Why the RYC is still around? Another strong concept. Along with a possible — possible — Christmas album, the sextet of rappers Heffminster de la Roca, Generic MC, and MCDJDDS with bassist LeeZurly, multi-instrumentalist Mars Trillion, and drummer The Rear Admiral is also considering dropping a live album. Generic believes that “nothing” on either of the RYC’s two studio efforts — the LPs Rivercrest Yacht Club or AquaNaughty — really represents what the RYC is all about: “our live sound,” he said, “which is way cooler than our recorded product.”

Time is a problem, though. “We’re all just busy with work, kids, other bands, and hard drinking,” he said. “It’s tough to get together.”

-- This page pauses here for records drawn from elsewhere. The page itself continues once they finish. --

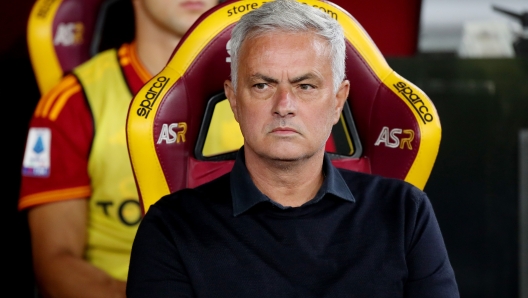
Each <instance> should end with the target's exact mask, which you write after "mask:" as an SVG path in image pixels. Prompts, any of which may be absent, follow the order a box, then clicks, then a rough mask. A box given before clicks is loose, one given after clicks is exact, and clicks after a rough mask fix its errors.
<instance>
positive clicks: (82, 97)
mask: <svg viewBox="0 0 528 298" xmlns="http://www.w3.org/2000/svg"><path fill="white" fill-rule="evenodd" d="M131 1H132V4H133V8H134V18H135V37H134V40H133V41H132V42H131V43H126V44H123V45H121V46H120V47H119V48H118V49H110V50H107V51H104V52H102V53H99V54H98V55H96V56H95V57H93V58H92V59H90V60H89V61H87V62H85V63H83V64H82V65H80V66H78V67H77V68H75V69H74V71H73V72H72V73H71V74H68V75H66V76H65V77H64V78H63V79H62V80H61V82H60V83H59V84H58V85H57V86H55V87H54V88H53V89H52V90H51V91H50V92H48V93H47V94H44V95H43V96H42V97H41V99H40V101H39V103H38V105H37V107H36V109H35V112H34V114H33V117H32V120H31V123H30V129H29V132H28V136H27V142H26V150H25V153H24V160H23V166H22V185H21V192H20V198H19V204H18V208H19V210H28V221H29V228H30V232H31V243H32V254H33V266H34V272H35V277H36V280H37V284H38V292H39V295H42V296H44V297H125V287H126V279H127V273H128V264H129V258H130V250H131V247H132V241H133V239H134V236H135V234H136V230H137V227H138V225H139V222H140V221H141V217H142V213H141V209H140V206H139V201H138V194H137V190H136V185H135V181H134V177H133V174H132V169H131V166H130V161H129V157H128V151H127V145H126V134H125V121H126V115H127V112H128V105H129V103H130V100H131V99H132V98H133V96H134V95H135V94H136V93H137V92H138V91H139V90H140V89H141V87H142V86H143V84H144V83H146V82H147V81H148V80H149V79H150V78H151V77H152V76H153V75H154V74H157V73H158V72H159V71H161V70H162V68H163V67H164V66H165V64H166V63H167V61H168V59H169V57H170V55H171V54H172V52H173V50H174V48H175V47H176V46H177V44H178V43H179V41H180V39H181V38H182V36H183V35H184V34H185V32H186V31H187V30H188V29H189V28H190V27H191V25H192V24H193V23H194V21H195V20H196V19H198V17H199V16H200V15H201V14H202V13H204V12H205V11H207V10H208V9H210V8H211V7H213V6H214V5H216V4H217V3H218V0H131Z"/></svg>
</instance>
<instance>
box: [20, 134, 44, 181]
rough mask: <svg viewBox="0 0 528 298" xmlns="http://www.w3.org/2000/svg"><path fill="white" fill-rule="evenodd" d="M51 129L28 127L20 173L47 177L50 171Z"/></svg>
mask: <svg viewBox="0 0 528 298" xmlns="http://www.w3.org/2000/svg"><path fill="white" fill-rule="evenodd" d="M50 149H51V130H50V129H49V128H46V127H32V128H30V129H29V133H28V137H27V141H26V150H25V152H24V160H23V162H22V175H24V176H32V177H48V176H49V173H50Z"/></svg>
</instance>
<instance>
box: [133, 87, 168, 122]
mask: <svg viewBox="0 0 528 298" xmlns="http://www.w3.org/2000/svg"><path fill="white" fill-rule="evenodd" d="M168 82H169V78H167V77H157V78H156V80H155V81H154V83H152V85H150V88H149V90H148V91H147V93H146V94H145V98H144V99H143V100H142V101H141V103H140V104H139V106H140V107H139V109H138V110H137V114H138V116H140V117H144V118H145V119H147V118H148V115H149V114H150V111H152V107H153V106H154V104H155V103H156V100H158V96H159V94H160V93H161V91H163V88H165V86H166V85H167V83H168Z"/></svg>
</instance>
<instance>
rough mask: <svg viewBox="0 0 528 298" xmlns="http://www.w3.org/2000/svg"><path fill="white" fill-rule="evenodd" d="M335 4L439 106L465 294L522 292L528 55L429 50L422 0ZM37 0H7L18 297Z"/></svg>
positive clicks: (444, 236) (36, 92)
mask: <svg viewBox="0 0 528 298" xmlns="http://www.w3.org/2000/svg"><path fill="white" fill-rule="evenodd" d="M334 2H335V3H337V4H338V5H340V6H342V7H343V8H345V9H347V10H349V11H350V12H351V13H352V14H353V15H354V16H355V17H356V18H357V19H358V21H359V22H360V23H361V24H362V25H363V26H364V27H365V29H366V30H367V32H368V33H369V34H370V35H371V37H372V38H373V40H374V41H375V42H376V44H377V45H378V46H379V48H380V50H381V51H382V53H383V54H384V55H385V56H386V57H387V60H388V62H389V64H390V65H391V66H392V67H393V68H394V70H396V72H398V73H400V74H401V75H403V76H404V77H406V78H407V79H409V80H410V81H412V82H414V83H415V84H416V85H417V86H418V87H420V88H421V89H422V90H424V92H425V93H426V94H428V95H429V97H430V98H431V99H432V100H433V102H434V103H435V105H436V107H437V109H438V113H439V115H440V119H441V123H442V128H443V134H442V143H441V145H440V151H439V155H438V159H437V162H436V164H435V168H434V169H433V172H432V174H431V177H430V179H429V182H428V184H427V185H426V187H425V191H426V192H427V193H428V195H429V197H430V198H431V201H432V203H433V206H434V208H435V212H436V215H437V217H438V221H439V223H440V226H441V229H442V231H443V235H444V239H445V242H446V246H447V248H448V252H449V256H450V258H451V263H452V265H453V267H454V270H455V273H456V276H457V281H458V284H459V287H460V292H461V296H462V297H479V298H480V297H518V292H519V291H518V285H519V277H518V269H519V264H518V253H519V251H518V244H519V241H518V230H519V229H518V221H519V216H518V197H519V195H518V192H519V191H518V189H519V188H518V179H519V178H518V164H517V163H518V152H517V146H518V143H517V140H518V136H517V134H518V131H519V129H521V128H528V83H527V82H528V59H527V58H524V59H521V58H516V59H458V58H456V56H455V55H454V54H452V53H439V54H438V55H435V54H421V53H418V52H417V38H418V27H419V12H420V2H419V1H404V0H393V1H385V0H377V1H345V0H341V1H337V0H336V1H334ZM32 4H33V1H30V0H18V1H1V2H0V28H1V29H0V69H1V70H2V72H3V74H4V75H3V76H2V79H1V80H0V82H1V83H0V84H1V86H0V90H2V98H3V99H4V101H3V102H4V105H3V109H4V113H3V114H4V117H3V120H2V121H3V127H4V128H5V129H4V135H5V136H7V137H5V138H4V141H3V144H5V145H4V146H3V147H4V148H7V154H4V158H3V160H4V161H5V162H4V163H3V164H4V165H5V166H4V171H5V172H4V175H3V177H4V179H3V184H2V185H3V186H4V187H3V188H4V189H6V192H5V195H4V196H3V197H4V201H5V202H6V204H5V205H4V208H5V209H4V210H6V212H5V214H6V215H7V216H2V220H3V221H4V222H3V224H2V228H1V229H2V235H3V239H4V240H3V241H2V251H3V252H4V260H5V261H4V263H5V265H4V268H5V269H6V270H4V277H3V278H2V281H3V282H2V283H3V284H4V289H13V288H14V289H15V293H16V294H15V295H13V296H16V297H33V295H34V294H33V293H34V279H33V275H32V274H33V273H32V268H31V254H30V245H29V233H28V229H27V222H26V218H25V214H24V213H19V212H17V209H16V206H17V199H18V191H19V182H20V166H21V163H22V156H23V151H24V144H25V137H26V133H27V129H28V123H29V119H30V117H31V114H32V112H33V109H34V107H35V106H36V103H37V101H38V97H39V92H38V89H37V86H36V82H35V80H34V77H33V74H32V70H31V65H30V62H29V57H28V52H27V46H26V40H25V30H26V22H27V18H28V16H29V11H30V9H31V5H32ZM372 11H376V14H375V15H374V14H372V13H371V12H372ZM382 20H383V21H382ZM4 150H5V149H4ZM3 152H5V151H3Z"/></svg>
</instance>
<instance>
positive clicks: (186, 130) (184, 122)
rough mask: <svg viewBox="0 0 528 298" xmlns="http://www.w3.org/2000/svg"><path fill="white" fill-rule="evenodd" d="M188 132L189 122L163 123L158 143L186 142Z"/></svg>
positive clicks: (167, 143) (161, 128) (172, 142)
mask: <svg viewBox="0 0 528 298" xmlns="http://www.w3.org/2000/svg"><path fill="white" fill-rule="evenodd" d="M186 132H187V123H185V122H179V123H171V124H166V123H165V124H163V126H162V127H161V132H160V135H159V137H158V142H157V144H161V143H163V142H165V143H167V144H172V143H180V142H183V143H185V133H186Z"/></svg>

The band’s last show was in September. Its next after Chrisbee’s is Saturday, Apr 22, opening for funky punks Sally Majestic at Lola’s Saloon.

Admission to Chrisbee’s is free, but proceeds from the cash bar will benefit the Modern Contemporaries, a program by the Modern Art Museum of Fort Worth geared toward the under-40 crowd. (Contemporaries receive one complimentary drink ticket courtesy of The Usual.) Along with craft cocktails, beer, and wine, Chrisbee’s will have several food trucks (Alchemy Pops, Crazy Burger, Gepetto’s Pizza Truck, Luckybee Kitchen, and Sugar Biscuit). Seating is limited. Reservations are strongly encouraged. Please call 817-840-2115.

Like several previous Chrisbee’s, this one also has a “legit artist” component “in part to further that original impulse of institutional critique.” In one sense, Blay said, his collaboration with the Modern is his “jiu-jitsu to get art from thrift stores somewhat sanctioned by a museum, and on the other hand, it’s a way of engaging art patrons in a critique of the very highbrow patron-level society that they are a part of.”

The change, from thrift art auction to Chrisbees, was occasioned four years ago by a collaboration with Malcolm Warner, former director of the Kimbell Art Museum. “It was then,” Blay said, “when I decided to work with other artists who would make art, do video collaborations, or, in one case, make velvet paintings in the style of their own works. … After over a decade, I felt that the auction had fulfilled its purpose, which was to question the random value of art and to scrutinize art in a space other than a museum or gallery.”

Inspired by Blay’s alter-ego, Frank Artsmarter, an institutional critique of an institutional critique – Frank/Blay once “stood for art” by filming himself standing in front of the Modern for six hours – Chrisbee’s will continue with “disruptive actions and collabs here and there,” Blay said.